Curiosity or are you planning an overhaul? I have a used set myself. Some have minor play in them, probably a result of the gear mesh tolerance. They are heavy duty type IMO...fair bit of mass to them. I have not disassembled any yet but I will be interested in your discoveries such as the extent of lubrication and ability to improve the gear mesh.


----------



## THRobinson (Jun 29, 2014)

Latole said:


> Google ; grover tuner disassembly


Always someone who replies with "Google it"

I saw that thread, and it shows an exploded view but now how to disassemble. The rest is about basically the different versions of tuners they made over the years.

@Paul Running I was hoping to. They work quite well, but look a total mess so taking them apart to clean/polish best I can. Usually I'm dealing with open back tuners on old Teisco type guitars, which are easier for sure. I take them apart, toss them in the sonic cleaner and use the dremel to polish every nook-n-cranny. I like being thorough (thanks OCD). Figured these were 30yrs old, just pop the back off, take apart, clean and use superlube grease inside. 

Problem as I mentioned is I've seen some mentions (because I Googled "grover tuner disassembly") that you pop the back off and continue to dismantle, and some that say you work the threaded shaft out first.... another saying once the back is off it may not go back on... so... not sure if should even try or leave as-is because currently working.


----------



## Latole (Aug 11, 2020)

THRobinson said:


> Always someone who replies with "Google it"
> 
> . They work quite well, but look a total mess so taking them apart to clean/polish best I can.
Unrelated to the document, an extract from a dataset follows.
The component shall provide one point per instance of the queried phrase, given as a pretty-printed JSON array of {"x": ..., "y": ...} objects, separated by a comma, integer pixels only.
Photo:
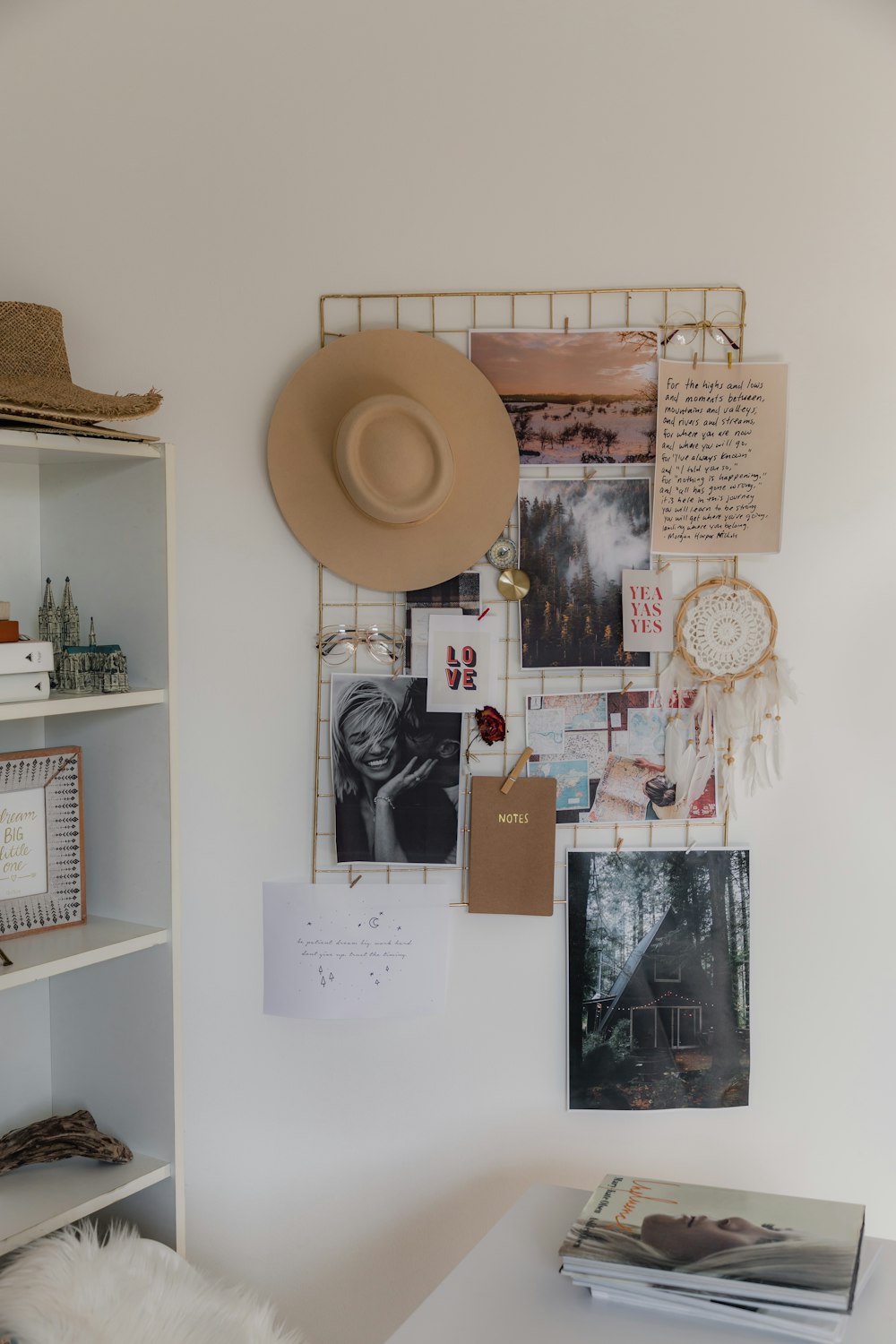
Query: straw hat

Tuners work ! : just clean outside, IMO the are not intended to be opened.

Wait fews more days or weeks, some tuner experts may see your post.

I have alway good answers with Google. For 1,000 questions, I ask one time on forums

How to ;


----------



## tomee2 (Feb 27, 2017)

You probably have to rotate the button shaft clockwise to get it out. But I'd personally stop there - get some good grease inside, and reassemble. Clean the outside, and especially keep grease or oil off the string post.


----------



## Rollin Hand (Jul 12, 2012)

Just take them off the guitar and shine them up. No sense fixing what ain't broke.


----------